Kefta is mm-mm good!

Kefta is a popular recipe for spiced ground meat used, with variation, from Morocco to the Middle East. Typically, kefta is made with lamb, although in Meknes, beef kefta is also quite popular. You can buy kefta already made at the butcher, or make your own (which is becoming more popular here after a scandal last summer in which a butcher ground up two people he’d murdered in his kefta grinder).
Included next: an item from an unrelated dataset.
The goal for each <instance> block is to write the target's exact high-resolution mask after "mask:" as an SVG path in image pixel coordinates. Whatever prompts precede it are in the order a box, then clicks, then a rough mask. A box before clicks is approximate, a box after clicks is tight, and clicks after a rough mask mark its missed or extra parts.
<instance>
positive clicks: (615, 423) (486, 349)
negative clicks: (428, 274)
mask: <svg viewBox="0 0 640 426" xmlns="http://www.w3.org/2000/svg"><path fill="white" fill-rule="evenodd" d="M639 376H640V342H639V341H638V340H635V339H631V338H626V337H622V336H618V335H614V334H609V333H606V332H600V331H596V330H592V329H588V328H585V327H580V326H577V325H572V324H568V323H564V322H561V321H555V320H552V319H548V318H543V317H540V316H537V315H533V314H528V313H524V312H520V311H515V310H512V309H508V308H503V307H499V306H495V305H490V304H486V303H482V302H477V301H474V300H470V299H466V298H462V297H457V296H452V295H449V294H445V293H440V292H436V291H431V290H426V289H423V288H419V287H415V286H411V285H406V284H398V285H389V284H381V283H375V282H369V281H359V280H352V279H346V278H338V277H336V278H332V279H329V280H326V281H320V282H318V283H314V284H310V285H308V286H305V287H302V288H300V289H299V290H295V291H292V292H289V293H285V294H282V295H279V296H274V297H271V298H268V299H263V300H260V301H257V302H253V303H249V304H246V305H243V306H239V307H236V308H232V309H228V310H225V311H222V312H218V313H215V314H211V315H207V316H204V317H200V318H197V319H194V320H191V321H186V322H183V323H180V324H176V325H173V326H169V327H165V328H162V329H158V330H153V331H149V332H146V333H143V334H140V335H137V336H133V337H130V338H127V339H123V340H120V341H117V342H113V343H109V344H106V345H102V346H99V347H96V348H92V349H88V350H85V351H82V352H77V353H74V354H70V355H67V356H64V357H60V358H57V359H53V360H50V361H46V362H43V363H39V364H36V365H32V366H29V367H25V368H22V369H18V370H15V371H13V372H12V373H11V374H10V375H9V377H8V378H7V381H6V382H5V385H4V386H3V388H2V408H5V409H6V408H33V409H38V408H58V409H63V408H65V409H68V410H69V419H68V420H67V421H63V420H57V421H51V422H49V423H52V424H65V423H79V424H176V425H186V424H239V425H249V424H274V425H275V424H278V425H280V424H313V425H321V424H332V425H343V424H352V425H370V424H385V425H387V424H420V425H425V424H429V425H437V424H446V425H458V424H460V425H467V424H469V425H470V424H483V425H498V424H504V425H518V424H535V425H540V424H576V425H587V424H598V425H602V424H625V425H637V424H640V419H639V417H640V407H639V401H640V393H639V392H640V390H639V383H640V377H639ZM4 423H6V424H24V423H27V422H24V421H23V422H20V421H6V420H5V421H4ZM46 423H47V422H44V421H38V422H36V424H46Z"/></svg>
Anyhow, if you desire to make your own kefta, this recipe from Latifa Bennani-Smires will teach you how:
(makes approximately 15 brochettes)
1 lb of boned lamb or beef
100g (4oz) of beef or mutton fat
1 teaspoon of cumin
2 teaspoons of paprika
1 pinch of Sudan felfla (very hot ground pepper)
1 large bunch of parsley
1 large bunch of coriander
1 onion
salt
optional: teaspoon of cinnamon, 1 or 2 sprigs of fresh mint
Wash the parsley and the coriander, drain and stalk carefully. Cut the meat up into pieces and mince. Cut up the fat and mix with the meat. Add the salt, parsley, coriander, onion, cumin, paprika, and hot pepper. Mince all the ingredients together twice. Knead this mix hard and leave to stand for about an hour.
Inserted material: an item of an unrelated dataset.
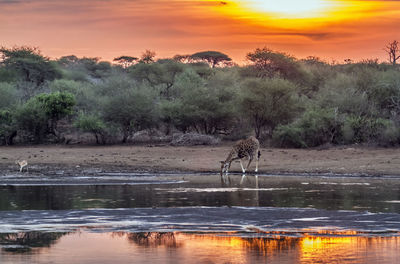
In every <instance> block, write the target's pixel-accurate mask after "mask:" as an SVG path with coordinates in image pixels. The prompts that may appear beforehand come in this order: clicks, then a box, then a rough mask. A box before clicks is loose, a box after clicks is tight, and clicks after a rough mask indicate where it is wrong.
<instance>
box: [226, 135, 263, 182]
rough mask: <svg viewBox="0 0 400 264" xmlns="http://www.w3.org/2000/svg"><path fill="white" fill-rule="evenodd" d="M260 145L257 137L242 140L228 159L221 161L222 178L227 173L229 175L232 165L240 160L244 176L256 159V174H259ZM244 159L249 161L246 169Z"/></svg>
mask: <svg viewBox="0 0 400 264" xmlns="http://www.w3.org/2000/svg"><path fill="white" fill-rule="evenodd" d="M260 156H261V152H260V143H259V142H258V140H257V139H256V138H255V137H253V136H252V137H249V138H247V139H242V140H240V141H238V142H236V144H235V145H234V146H233V147H232V150H231V151H230V152H229V155H228V157H227V158H226V160H225V161H221V177H222V176H223V173H224V172H225V173H226V175H228V170H229V168H230V167H231V163H232V161H234V160H240V166H241V167H242V172H243V174H245V173H246V170H247V169H248V168H249V166H250V163H251V162H252V161H253V159H254V157H255V158H256V169H255V172H258V160H259V159H260ZM244 159H248V160H249V163H248V164H247V167H246V169H245V168H244V167H243V163H242V161H243V160H244Z"/></svg>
(From Moroccan Cooking, published by Al Madariss - Casablanca in French and English)
After you’ve made the actual kefta, you’ve got to cook it of course. Traditionally, the kefta would be wrapped around skewers and grilled over a charcoal fire - any kind of barbecue would suffice.
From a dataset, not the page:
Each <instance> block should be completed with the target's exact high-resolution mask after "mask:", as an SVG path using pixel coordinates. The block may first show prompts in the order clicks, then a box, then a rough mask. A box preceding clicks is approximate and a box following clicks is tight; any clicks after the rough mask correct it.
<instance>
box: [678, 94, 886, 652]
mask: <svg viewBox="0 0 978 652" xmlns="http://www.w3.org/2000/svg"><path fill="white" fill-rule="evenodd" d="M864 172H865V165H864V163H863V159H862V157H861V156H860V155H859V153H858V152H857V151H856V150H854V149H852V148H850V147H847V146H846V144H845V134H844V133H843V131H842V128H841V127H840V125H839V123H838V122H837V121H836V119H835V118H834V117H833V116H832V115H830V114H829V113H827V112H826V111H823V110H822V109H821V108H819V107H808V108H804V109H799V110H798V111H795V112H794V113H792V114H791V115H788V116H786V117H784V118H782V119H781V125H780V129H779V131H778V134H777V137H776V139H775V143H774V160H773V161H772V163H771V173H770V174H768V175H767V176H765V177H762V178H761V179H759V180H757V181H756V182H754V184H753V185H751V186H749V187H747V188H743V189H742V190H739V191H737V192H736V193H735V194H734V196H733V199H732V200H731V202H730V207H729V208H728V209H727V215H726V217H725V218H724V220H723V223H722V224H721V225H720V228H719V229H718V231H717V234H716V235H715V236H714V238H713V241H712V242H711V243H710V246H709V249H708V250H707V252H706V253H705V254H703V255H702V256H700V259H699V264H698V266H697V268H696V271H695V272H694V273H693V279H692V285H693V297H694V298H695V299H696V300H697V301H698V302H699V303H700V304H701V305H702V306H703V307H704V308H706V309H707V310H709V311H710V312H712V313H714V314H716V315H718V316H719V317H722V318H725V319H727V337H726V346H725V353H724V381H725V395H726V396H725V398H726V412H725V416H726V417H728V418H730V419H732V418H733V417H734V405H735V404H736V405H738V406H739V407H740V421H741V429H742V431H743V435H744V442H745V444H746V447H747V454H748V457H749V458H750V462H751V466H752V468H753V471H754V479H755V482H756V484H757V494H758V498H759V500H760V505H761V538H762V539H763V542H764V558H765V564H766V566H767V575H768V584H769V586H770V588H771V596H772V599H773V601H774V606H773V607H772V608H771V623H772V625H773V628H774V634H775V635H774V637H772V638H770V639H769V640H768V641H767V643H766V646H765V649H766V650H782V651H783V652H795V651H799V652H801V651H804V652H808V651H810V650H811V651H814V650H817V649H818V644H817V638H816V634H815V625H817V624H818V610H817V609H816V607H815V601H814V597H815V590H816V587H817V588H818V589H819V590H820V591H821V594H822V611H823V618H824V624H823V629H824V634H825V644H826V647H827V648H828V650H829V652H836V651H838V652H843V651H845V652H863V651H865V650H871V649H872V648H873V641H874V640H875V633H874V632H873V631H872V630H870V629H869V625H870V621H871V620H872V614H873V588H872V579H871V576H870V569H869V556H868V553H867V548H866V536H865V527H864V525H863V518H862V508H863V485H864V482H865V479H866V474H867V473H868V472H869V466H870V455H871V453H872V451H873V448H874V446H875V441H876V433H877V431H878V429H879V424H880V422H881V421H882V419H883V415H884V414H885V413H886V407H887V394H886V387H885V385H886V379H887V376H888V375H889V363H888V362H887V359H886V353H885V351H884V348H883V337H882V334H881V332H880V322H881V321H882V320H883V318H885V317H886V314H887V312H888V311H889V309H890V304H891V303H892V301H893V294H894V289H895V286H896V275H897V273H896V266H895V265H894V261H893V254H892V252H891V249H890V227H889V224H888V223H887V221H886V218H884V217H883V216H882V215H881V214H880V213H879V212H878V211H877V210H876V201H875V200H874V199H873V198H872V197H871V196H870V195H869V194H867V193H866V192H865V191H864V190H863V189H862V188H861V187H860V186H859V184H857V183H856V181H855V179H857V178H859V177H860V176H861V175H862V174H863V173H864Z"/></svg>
Another popular favorite, of course, is the kefta tajine, which I have mostly mastered:

Also easy, the main ingredients are chopped tomatoes, kefta, and if you like, eggs.
But lastly, and aye, here’s the rub - I have recently discovered, via Hamza’s mother, the most delicious way of cooking kefta. You see, meat in Morocco is butchered in the halal method (in which the animal is sliced at the throat, the slaughterer says bismillah, and the blood is drained, among other specific rules), and therefore isn’t so moist. My favorite method of cooking kefta makes it nice and juicy - cook it in butter!
Just melt a good sized chunk of butter in a pan and cook the kefta pieces - sausage-like pieces tend to cook juicier than meatballs. Bon appetit!